School lunches get a makeover

(Family Features) As schools are hard at work revamping lunch menus in line with the U.S. Department of Agriculture’s (USDA) new school lunch guidelines, chocolate milk has already undergone a makeover that schools, parents and kids can all feel good about.

Dr. Keith Ayoob, RD, a nationally-recognized child nutrition expert, highlights the biggest changes under the new guidelines:

More colorful fruits and vegetables. Both fruits and vegetables must be served every day of the week, and there is now a weekly requirement for specific colors of vegetables. Previously schools only had to offer either fruits or vegetables.
Whole grains will be required. While encouraged in the past, schools now must offer whole-grain rich foods. Schools are really looking at how to ensure foods are nutritious, but also appealing to kids. It’s a challenge, but one that schools across the nation are focused on.

Schools are paying attention to portions. Calorie limits will be enforced based on the age of children being served to ensure proper portion size. New menus will be increasingly focused on reducing saturated fat, trans fats and sodium.
Nutrient-rich milk is emphasized. Along with low-fat and fat free white milk, now all the chocolate milk served for school lunch will be fat free.

While the school lunch menu has only recently changed, school chocolate milk has been undergoing changes for the past five years.
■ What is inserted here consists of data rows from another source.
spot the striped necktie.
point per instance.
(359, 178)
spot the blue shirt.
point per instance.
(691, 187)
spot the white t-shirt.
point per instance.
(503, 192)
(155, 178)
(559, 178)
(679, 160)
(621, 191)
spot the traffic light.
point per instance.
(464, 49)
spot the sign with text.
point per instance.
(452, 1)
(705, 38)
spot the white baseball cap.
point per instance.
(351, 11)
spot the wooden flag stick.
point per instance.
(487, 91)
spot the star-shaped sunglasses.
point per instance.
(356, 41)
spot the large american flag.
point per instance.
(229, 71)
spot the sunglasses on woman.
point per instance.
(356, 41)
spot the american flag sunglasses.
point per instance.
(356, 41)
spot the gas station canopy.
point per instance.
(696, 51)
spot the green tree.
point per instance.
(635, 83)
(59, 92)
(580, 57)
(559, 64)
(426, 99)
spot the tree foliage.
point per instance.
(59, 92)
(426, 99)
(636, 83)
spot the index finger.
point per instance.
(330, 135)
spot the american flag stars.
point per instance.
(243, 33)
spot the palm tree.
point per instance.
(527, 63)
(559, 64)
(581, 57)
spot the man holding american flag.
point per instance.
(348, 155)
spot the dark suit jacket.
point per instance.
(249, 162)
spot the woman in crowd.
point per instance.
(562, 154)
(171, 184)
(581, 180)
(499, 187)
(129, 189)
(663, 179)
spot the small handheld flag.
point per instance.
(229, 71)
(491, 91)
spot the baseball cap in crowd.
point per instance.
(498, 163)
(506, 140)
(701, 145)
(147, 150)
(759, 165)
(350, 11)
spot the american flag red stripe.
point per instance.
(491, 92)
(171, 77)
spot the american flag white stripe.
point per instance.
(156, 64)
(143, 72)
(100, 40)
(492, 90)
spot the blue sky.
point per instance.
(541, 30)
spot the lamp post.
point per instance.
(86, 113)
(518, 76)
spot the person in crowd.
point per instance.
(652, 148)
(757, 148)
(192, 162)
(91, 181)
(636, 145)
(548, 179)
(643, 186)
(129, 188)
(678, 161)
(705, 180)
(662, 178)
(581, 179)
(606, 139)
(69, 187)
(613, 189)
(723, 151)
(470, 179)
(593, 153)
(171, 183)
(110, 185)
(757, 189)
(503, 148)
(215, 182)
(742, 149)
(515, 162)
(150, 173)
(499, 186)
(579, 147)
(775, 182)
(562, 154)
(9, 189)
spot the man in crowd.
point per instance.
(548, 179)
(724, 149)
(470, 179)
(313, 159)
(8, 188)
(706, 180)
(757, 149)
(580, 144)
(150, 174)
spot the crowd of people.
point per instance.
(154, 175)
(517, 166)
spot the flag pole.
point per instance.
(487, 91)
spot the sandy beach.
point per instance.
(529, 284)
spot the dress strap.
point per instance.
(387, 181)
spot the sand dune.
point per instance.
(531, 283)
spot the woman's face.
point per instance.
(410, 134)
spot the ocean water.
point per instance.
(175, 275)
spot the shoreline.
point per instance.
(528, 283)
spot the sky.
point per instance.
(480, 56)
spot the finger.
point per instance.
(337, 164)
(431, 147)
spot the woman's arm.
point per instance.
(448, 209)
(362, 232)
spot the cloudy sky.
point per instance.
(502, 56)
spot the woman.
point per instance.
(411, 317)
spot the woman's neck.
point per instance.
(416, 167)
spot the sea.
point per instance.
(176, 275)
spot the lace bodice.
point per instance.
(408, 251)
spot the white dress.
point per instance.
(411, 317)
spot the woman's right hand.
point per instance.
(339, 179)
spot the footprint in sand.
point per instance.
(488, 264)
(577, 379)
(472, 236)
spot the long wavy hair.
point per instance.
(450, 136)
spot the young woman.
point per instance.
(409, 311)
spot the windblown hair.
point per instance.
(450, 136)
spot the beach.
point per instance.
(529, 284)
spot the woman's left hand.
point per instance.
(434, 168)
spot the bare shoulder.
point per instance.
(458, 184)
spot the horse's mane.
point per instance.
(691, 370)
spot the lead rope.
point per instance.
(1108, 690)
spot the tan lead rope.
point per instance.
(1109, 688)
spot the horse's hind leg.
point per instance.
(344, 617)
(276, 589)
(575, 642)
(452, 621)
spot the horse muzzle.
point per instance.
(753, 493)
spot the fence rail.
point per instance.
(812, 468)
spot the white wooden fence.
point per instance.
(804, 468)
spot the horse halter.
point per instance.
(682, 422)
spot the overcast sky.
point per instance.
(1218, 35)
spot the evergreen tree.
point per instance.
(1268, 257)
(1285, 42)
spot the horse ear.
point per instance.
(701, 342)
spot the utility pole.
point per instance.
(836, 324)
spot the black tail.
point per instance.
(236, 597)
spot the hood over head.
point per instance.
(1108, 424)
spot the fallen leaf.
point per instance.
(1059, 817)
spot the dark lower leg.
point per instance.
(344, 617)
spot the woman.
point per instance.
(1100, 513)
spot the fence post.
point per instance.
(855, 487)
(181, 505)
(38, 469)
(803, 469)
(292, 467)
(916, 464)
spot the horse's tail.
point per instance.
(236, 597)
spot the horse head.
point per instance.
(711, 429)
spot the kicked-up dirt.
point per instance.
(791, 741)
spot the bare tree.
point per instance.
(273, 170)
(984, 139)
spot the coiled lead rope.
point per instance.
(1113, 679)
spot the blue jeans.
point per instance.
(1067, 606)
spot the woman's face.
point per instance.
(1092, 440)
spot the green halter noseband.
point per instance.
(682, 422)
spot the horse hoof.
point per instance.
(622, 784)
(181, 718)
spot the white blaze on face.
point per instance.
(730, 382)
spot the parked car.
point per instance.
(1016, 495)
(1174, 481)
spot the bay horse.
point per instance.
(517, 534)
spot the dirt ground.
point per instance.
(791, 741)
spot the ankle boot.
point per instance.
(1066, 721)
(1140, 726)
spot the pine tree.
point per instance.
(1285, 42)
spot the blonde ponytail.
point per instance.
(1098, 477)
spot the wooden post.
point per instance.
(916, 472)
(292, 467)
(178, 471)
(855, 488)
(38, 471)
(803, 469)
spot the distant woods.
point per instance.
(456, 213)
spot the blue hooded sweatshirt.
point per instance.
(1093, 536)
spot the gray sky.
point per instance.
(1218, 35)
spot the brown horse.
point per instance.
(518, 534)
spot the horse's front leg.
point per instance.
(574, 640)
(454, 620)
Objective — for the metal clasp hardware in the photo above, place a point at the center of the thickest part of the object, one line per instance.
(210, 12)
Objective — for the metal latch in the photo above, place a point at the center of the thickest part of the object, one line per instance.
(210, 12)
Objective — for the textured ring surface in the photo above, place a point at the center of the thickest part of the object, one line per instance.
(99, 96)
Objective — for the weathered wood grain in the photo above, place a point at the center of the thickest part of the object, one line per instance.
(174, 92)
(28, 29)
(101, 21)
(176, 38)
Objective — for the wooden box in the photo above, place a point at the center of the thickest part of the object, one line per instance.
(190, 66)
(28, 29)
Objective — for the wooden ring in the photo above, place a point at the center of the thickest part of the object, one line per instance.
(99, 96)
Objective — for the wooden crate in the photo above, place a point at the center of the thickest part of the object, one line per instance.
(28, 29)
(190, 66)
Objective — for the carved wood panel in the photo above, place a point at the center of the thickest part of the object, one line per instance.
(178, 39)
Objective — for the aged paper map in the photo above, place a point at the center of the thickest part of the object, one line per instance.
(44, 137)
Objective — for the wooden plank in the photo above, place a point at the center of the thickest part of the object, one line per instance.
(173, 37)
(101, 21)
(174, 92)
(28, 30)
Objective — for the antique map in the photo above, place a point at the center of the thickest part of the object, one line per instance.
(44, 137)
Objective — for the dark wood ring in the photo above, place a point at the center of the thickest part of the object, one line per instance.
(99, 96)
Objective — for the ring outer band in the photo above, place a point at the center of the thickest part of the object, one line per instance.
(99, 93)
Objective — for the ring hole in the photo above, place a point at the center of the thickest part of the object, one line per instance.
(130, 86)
The nation’s milk processors have been hard at work to lower the calories and sugar in school flavored milk, while continuing to deliver a nutritious and delicious drink kids love. School flavored milk now has 38 percent less added sugar than just five years ago and on average, just 31 calories more than white milk. The majority have fewer than 150 calories per serving.
Flavored milk is the most popular choice in school lunch rooms, and kids drink less milk and get fewer nutrients when it’s taken away. Whether flavored or white, milk has 9 essential nutrients, including calcium, vitamin D and potassium, which are all “nutrients of concern” that most kids fail to get enough of. Many kids are falling short of the recommended milk each day, and when they skip milk at lunch, they’re not likely to make up for it the rest of their day.

Dr. Ayoob has some tips to help parents and kids make the most of school lunches:
It’s equally important that school meals are appealing, as they are nutritious. Along with good nutrition, food choices need to be practical, so they don’t end up in the trash. Many children are overfed but undernourished, so focusing on our kids’ nutrient intake is essential now more than ever. Studies show flavored milk contributes just 3 percent of added sugars to kids’ diets, compared to sodas and fruit drinks, which account for close to half of the added sugar and deliver much less, if any, nutritional value.

Help kids learn healthy choices. Research has found that if you offer kids carrots and celery, they’ll eat more carrots than if you just provide carrots alone. Offering nutritious choices in schools helps kids learn food and nutrition lessons and research suggests the ability to choose between two or more options helps boost kids’ overall intake of nutritious foods.